Though Ukip’s Paul Nuttall has all the charm and tact of a pair of foetid dingo’s kidneys, he is at least sometimes gratifyingly direct. A post on his website recently lavished praise on the current government for its quest to privatise the National Health Service, arguing that “The very existence of the NHS stifles competition”. The offending post was hastily removed, but privatisation remains a key part of Ukip’s health policy, which proposes to franchise off key services to private companies. It’s at best unoriginal; identical to the programme of piecemeal privatisation being enacted by the current government. Key services are steadily parcelled off to companies such as Serco and G4S whose approach to healthcare fluctuates between inept, indifferent and downright fraudulent. Predictably objectionable stuff from predictably objectionable people, to which the proponents of puclibly-run healthcare rightly object. If they’ve made an enemy of Ukip, they’ll find few allies in the ranks of EU officials negotiating TTIP.

The ‘regulatory harmonisation’, backed up by ISDS, will roll out a US-style legal duty to promote competition in the healthcare sector through mandatory ‘competitive tendering’. This means that individual NHS providers will be obliged to compete with private healthcare companies for the right and budget to provide care. Private companies can afford to run at a loss and slash staffing levels to present the most tantalisingly ‘cost-efficient’ case they can to the Clinical Commissioning Boards – leaving their NHS rivals to spend public time and money hiring consultants, creating bid teams, chasing tenders. It curbs the ability of NHS trusts to plan for care on a long term or a wide scale. It underwrites the kind of privatisation that would make Paul Nuttall drool with longing into his natty purple tie.

Default support of the EU in response to Ukip rings hollow without a criticism of how the organisation is being used to pursue the interests of international capital. It offers little real alternative; little in the way of practical protection of people’s livelihoods, and scant ideological salvation. Where Ukip proposes to starve out the offending parasite of cheap foreign labour with a programme of benefit cuts and business boosts, the EU is leveraging fear of losing jobs to cheap labour in the global economic south to push through regressive legislation. We must, the refrain goes, compete on the global market.

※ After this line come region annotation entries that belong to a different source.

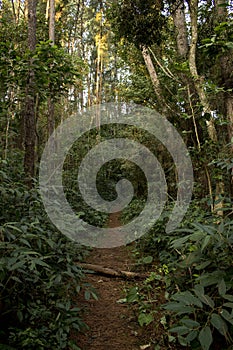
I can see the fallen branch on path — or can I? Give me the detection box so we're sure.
[78,263,149,279]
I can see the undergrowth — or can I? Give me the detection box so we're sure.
[0,160,88,350]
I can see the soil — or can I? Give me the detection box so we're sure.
[73,213,175,350]
[74,213,145,350]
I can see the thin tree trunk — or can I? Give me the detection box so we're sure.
[172,0,189,58]
[47,0,55,136]
[142,46,164,109]
[189,0,217,142]
[24,0,37,187]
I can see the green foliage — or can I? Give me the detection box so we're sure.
[0,161,88,350]
[108,0,165,47]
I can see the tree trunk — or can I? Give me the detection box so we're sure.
[24,0,37,187]
[142,46,165,110]
[47,0,55,137]
[189,0,217,142]
[172,0,189,58]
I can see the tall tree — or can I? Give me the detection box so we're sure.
[23,0,37,187]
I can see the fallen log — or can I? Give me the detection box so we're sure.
[78,263,149,279]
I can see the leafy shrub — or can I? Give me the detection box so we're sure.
[164,219,233,350]
[0,157,86,350]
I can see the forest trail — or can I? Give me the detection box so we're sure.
[77,213,143,350]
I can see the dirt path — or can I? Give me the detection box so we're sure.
[77,213,140,350]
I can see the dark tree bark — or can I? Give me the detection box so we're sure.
[23,0,37,187]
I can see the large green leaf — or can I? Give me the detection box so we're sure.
[210,313,228,336]
[198,326,213,350]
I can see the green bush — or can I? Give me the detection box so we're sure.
[0,157,86,350]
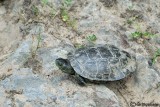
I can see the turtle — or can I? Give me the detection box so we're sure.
[55,44,136,86]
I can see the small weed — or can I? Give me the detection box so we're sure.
[152,49,160,64]
[74,43,85,49]
[41,0,48,5]
[127,17,136,25]
[131,31,142,39]
[32,5,39,16]
[63,0,72,7]
[61,8,70,22]
[86,34,97,42]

As Westminster braces itself for another Ukip ‘earthquake’ in 2015, battle lines have been drawn around a single question: in or out? At present, neither option is satisfactory. Both promise to entrench the power of capital over people’s lives. Neither offers meaningful sovereignty. If we want to oppose Ukip’s vile dogwhistle politics, we must oppose it at both the national and the international level. If we want to oppose Ukip’s privatisation plans, we must demand that the EU’s trade agreements offer freedom for more than trade and protection for more than profit.

If we want a satisfactory answer, we must change the question.